Design and Implement Reliable ETL pipeline for WePlay Sports using Databricks
Learning objective
- Design and Implement Data Storage
- Design and Implement Data Processing solution
- Design and Implement Data Governance solution
Overview
This Project will help in validation of skills in working and building reliable pipeline solution on cloud
Story
WePlay is a Sports Analytics company that provides data solutions to a lot of their clients. The clientele of WePlay is typically Sports clubs across the world. They offer data-driven strategies to these sports clubs. They have recently started providing similar solutions to IPL teams that help the team manager and team captain decide on a strategy for the upcoming season. These clubs would like to see the power of the solutions before implementing full length.

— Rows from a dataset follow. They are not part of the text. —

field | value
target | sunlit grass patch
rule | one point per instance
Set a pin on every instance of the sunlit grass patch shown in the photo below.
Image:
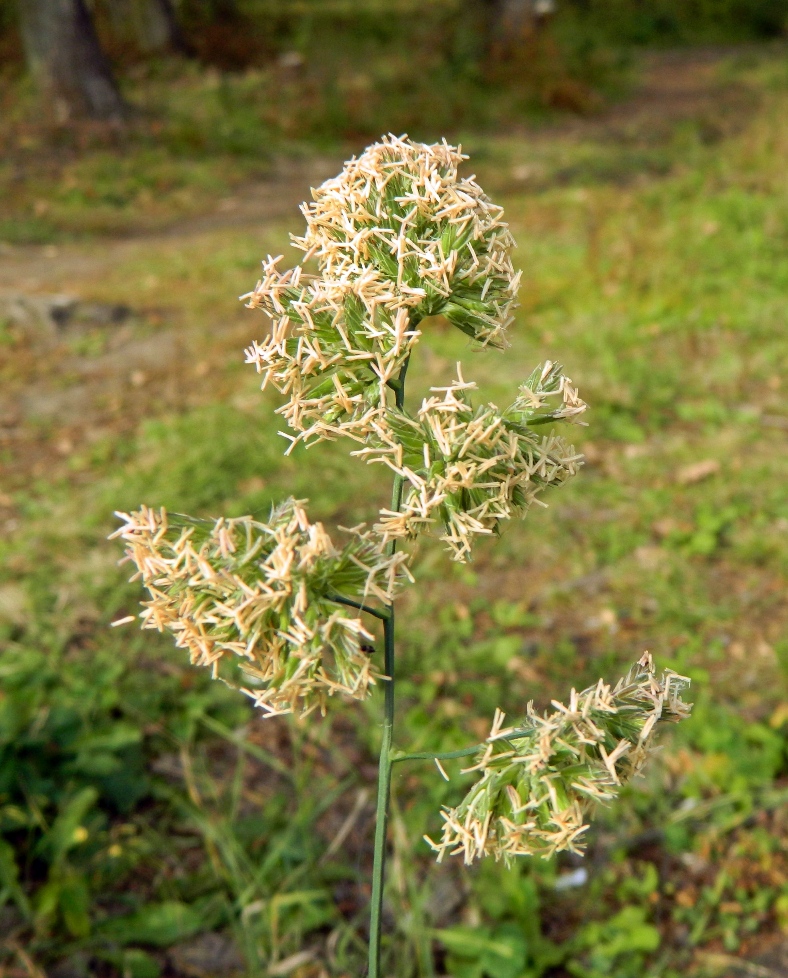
(668, 296)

Congratulations You and your team have been assigned to build a POC for WePlay. Demonstrating a quality outcome that will help your firm win a very high-value contract from IPL clubs
- WePlay gathered a lot of data from past matches as a data dump and made it available to you
- WePlay recently has also started monitoring real-time match data across their network such that they can give real-time insights to change the play on the go
- The structure and schema of the data across sources vary and hence have to be clearly investigated clearly
- WePlay Management asked you to build a reliable and scalable data solution and demonstrate a POC (proof of concept) before moving on to a full-length pipeline implementation.
- WePlay insisted that they want a cost-optimal solution without a lot of technology overhead and if possible a maximum use of unified platform solutions
- They have also highlighted that they need all the data assets discoverable, easy to access, have fine access control, and be highly secure.